To begin, just a heads up on a couple of new things on the site. First, I’ve posted on the My Book page advanced comments about my forthcoming book that have come in from a number of interesting thinkers. It’s nice to get such positive notices. Currently, I’m pretty busy gearing up for the book launch on 15 October (21 October in the USA) and I’ll be devoting some blog posts to the book thereafter.
Also, an interesting comment has come in concerning my house rules on the About page, to which I replied here. I don’t promise to debate my rules with all comers, but I think the issues in this instance are thought-provoking, so I (cautiously) welcome further comments.
And now to work with a few thoughts on science and alternative agriculture, inspired partly by this article and partly by the themes explored in Chapter 16 of my book (“From religion to science (and back)”). I’m not going to engage systematically with either source, but instead just use them as points of departure for a few remarks concerning the need as I see it for many of us in the alternative agriculture movement to develop a more nuanced approach to science.

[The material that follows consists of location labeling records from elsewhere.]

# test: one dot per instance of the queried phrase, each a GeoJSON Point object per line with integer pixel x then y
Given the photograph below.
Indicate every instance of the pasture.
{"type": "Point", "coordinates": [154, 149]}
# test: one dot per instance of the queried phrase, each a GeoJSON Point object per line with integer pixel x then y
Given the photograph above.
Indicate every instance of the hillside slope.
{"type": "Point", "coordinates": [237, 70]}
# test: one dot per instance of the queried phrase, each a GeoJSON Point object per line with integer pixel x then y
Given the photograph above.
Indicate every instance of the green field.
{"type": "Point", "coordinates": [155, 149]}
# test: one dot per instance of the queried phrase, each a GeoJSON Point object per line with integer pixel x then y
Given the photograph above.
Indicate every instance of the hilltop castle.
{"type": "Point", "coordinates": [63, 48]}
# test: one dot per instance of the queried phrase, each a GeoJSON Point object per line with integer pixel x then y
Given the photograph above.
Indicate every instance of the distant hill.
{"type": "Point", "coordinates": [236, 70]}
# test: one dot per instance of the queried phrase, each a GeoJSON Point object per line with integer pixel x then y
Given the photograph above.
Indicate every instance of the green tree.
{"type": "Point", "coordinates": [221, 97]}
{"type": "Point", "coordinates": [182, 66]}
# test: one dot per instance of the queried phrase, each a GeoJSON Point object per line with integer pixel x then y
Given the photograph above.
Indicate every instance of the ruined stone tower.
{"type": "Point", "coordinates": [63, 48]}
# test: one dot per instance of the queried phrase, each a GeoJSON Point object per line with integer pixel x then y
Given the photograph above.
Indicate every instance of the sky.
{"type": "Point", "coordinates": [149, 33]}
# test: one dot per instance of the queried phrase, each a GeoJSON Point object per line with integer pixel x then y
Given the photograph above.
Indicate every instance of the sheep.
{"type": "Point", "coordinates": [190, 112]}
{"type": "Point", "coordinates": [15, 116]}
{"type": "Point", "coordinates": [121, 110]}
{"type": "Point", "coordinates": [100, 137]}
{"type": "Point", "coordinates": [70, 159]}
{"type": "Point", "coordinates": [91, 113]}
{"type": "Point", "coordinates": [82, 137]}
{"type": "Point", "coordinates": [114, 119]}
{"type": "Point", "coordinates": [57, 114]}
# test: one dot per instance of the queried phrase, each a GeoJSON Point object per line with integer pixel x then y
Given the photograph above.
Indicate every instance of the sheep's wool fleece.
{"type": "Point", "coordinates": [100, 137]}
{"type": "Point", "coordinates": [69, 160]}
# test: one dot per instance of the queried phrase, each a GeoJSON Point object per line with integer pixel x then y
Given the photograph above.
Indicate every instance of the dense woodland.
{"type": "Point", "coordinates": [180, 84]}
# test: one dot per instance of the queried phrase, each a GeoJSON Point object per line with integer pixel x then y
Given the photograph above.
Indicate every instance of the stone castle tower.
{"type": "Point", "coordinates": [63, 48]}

Let me start by invoking a distinction I made some time ago between what I call ‘science’ and ‘SCIENCE’. Lowercase ‘science’ is the everyday, generally unglamorous work that scientists do in laboratories, field study sites and the like, where they use carefully-formulated techniques to tease out the relationships between entities in the biophysical world. A vital aspect of ‘science’ in this sense is that the people engaged in it – almost uniquely in human discourse – have developed rigorous procedures for conceding when they’ve got things wrong and the evidence doesn’t support their contentions.